Forget "The Hobbit," "Les Miserables" is THE epic movie of the holiday, if not the entire year.
The big-screen adaptation of the best-selling musical -- which opens in theaters Christmas Day -- impresses in scope and score. Warning: this review contains very mild spoilers.
Hugh Jackman stars as Jean Valjean, a Frenchman who has spent 19 years in prison for stealing bread. As a parolee, he is unable to find work or shelter. He is caught stealing silverware from a church, but the bishop tells the police he gave them to Valjean, saving him a life back behind bars and also his soul. Afterwards, Valjean leads a repentant life, coming to the aid of a young mother Fantine (Anne Hathaway) and her daughter (Isabelle Allen and Amanda Seyfried). However, he is constantly under pursuit from Inspector Javert (Russell Crowe).
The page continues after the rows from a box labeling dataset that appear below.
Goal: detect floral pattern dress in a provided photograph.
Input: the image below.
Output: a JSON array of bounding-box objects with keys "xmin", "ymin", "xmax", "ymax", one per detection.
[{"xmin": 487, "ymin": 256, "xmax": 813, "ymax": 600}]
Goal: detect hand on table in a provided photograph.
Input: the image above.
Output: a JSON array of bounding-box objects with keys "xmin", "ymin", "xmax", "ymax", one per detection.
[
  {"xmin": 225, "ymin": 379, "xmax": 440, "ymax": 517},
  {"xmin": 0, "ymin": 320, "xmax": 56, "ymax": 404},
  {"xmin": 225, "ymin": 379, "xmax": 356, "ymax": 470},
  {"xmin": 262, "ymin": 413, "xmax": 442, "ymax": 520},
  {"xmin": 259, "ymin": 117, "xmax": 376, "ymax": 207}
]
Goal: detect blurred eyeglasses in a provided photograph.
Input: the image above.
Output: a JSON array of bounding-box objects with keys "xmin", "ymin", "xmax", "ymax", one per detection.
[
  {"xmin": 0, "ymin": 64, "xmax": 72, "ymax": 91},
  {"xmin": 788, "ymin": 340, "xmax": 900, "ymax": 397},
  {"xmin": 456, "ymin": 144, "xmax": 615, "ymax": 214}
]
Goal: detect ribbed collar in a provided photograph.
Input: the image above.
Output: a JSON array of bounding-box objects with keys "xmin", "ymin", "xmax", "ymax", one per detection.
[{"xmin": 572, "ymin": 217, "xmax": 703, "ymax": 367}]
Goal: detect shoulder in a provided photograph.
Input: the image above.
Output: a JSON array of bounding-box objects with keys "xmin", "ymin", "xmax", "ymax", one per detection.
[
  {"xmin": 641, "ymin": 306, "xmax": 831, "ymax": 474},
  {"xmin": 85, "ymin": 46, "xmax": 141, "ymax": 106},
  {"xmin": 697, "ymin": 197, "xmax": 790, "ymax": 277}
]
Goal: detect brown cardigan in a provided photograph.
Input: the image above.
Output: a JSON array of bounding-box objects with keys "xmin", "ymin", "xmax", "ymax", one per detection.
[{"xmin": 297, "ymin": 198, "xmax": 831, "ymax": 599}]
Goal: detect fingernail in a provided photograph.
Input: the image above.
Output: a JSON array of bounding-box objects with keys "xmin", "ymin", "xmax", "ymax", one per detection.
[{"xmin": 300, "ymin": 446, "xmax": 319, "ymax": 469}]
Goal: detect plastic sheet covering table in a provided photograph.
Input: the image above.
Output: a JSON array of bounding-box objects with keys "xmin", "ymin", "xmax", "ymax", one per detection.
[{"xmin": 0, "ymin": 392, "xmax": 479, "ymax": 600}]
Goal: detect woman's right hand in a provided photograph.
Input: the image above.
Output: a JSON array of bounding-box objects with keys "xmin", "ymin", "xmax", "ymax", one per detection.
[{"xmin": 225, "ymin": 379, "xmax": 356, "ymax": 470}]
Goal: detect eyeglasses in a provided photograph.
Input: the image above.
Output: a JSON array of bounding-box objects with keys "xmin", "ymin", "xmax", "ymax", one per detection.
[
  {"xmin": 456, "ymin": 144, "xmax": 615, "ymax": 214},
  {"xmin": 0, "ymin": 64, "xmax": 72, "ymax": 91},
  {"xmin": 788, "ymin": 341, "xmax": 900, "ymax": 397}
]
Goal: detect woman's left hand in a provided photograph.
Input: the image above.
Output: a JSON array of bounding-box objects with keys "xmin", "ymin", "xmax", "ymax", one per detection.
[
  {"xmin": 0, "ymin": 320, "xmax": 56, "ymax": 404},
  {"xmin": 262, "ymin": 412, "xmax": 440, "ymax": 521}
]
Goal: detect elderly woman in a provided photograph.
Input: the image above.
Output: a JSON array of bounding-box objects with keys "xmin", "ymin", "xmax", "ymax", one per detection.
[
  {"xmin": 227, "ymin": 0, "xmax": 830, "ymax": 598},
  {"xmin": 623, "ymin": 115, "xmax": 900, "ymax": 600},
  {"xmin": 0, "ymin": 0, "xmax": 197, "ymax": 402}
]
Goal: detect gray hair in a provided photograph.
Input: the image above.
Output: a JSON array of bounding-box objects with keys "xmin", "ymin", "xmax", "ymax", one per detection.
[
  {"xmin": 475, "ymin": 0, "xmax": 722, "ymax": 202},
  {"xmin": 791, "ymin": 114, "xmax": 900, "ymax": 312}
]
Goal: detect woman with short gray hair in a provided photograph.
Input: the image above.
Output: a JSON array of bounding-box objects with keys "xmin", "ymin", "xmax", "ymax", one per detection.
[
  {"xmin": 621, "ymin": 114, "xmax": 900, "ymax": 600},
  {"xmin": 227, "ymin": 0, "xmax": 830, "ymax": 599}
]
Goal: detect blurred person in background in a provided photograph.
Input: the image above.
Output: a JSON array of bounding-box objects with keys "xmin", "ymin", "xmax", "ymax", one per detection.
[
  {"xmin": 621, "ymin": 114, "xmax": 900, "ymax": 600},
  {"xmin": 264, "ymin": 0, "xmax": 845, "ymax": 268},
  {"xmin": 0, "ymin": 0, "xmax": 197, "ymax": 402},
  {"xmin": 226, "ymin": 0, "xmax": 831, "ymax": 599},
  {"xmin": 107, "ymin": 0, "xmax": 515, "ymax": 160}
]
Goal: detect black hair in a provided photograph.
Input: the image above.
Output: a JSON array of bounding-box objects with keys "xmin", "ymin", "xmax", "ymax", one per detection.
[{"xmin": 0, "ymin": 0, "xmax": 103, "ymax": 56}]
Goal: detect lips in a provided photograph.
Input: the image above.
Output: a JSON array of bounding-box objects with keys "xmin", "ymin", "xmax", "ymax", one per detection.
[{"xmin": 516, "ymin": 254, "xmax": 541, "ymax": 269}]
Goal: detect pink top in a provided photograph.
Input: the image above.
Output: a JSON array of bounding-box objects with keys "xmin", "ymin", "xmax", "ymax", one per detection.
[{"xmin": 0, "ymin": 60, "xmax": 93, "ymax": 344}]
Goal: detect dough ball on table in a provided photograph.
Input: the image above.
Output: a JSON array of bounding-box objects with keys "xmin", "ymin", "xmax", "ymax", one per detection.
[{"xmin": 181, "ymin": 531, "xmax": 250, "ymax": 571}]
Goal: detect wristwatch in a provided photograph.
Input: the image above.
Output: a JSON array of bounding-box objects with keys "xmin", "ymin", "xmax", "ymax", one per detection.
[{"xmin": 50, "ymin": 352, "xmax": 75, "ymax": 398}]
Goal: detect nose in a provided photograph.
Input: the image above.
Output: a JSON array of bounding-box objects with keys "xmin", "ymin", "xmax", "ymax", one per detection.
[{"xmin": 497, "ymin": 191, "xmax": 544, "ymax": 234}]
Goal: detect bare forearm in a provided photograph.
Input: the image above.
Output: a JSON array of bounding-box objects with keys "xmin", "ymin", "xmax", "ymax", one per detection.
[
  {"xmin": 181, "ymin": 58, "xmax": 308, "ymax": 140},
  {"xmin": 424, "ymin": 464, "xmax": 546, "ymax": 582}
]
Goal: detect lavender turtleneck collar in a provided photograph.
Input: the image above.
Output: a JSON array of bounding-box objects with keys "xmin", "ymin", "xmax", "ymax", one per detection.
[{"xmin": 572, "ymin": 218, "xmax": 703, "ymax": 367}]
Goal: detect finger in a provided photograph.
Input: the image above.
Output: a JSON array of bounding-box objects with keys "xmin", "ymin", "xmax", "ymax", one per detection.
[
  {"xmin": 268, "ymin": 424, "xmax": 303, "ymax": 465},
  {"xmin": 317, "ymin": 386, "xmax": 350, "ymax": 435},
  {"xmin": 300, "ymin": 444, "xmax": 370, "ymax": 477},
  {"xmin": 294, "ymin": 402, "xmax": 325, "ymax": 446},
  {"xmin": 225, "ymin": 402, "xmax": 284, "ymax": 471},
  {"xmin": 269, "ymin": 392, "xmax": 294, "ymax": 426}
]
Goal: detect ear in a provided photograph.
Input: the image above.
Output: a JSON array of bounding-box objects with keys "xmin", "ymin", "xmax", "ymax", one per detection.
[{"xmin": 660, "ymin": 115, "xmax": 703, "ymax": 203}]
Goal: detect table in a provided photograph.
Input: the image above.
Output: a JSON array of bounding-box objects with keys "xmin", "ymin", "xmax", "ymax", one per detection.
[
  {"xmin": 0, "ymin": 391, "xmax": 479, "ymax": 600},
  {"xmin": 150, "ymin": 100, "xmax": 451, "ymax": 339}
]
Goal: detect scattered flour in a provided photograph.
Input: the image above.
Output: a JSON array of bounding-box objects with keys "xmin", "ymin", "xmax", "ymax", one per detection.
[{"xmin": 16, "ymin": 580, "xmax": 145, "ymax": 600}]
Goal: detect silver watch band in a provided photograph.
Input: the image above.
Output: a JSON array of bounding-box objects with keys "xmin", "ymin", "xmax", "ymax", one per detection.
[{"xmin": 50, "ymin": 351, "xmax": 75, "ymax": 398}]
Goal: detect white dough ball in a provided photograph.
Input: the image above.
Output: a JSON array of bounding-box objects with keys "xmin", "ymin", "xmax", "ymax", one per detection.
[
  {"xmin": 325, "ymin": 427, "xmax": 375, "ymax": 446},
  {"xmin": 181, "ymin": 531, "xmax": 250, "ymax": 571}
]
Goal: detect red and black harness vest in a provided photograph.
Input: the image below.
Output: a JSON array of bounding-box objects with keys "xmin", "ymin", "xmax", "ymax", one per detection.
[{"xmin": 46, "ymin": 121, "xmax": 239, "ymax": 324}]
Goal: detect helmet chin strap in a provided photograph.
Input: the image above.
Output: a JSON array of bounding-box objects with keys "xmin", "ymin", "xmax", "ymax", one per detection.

Jackman delivers a powerful performance as Valjean. Audiences are so used to seeing him as Wolverine in the "X-Men" movies they forget theater is his primary passion. Valjean undergoes the biggest spiritual and physical transformation in the film, and Jackman never forgets he's a broken man with bearing. His singing is surprisingly good, save for a few strained notes in the ballad "Bring Him Home."
Anne Hathaway underwent a shocking transformation of her own -- dropping 25 pounds and shaving her head to play Fantine, a prostitute. She makes the most of her limited screen-time, culminating with a gut-wrenching performance of "I Dreamed A Dream."
"Les Mis'" other big name -- Russell Crowe -- may not have the same vocal range as Jackman or Hathaway, but his singing can be overlooked (as can Amanda Seyfried's heavy vibrato). Of course, the Oscar winner's acting is more than competent.
However it's Helena Bonham Carter and Sacha Baron Cohen that steal the show playing unscrupulous innkeepers. They add some much needed levity and comedy to the heavy script and musical score. Fans of the stage version may recognize Samantha Barks in the role of Eponine, and keep an eye out for the incredibly talented Aaron Tveit as rebel leader Enjorlas.
While "The Hobbit" had us wondering where the plot was going, "Les Miserables" is a complete story, full of emotional highs and lows. It may not be full of CGI effects, but it is full of theatricality and heart. And that is what makes it epic.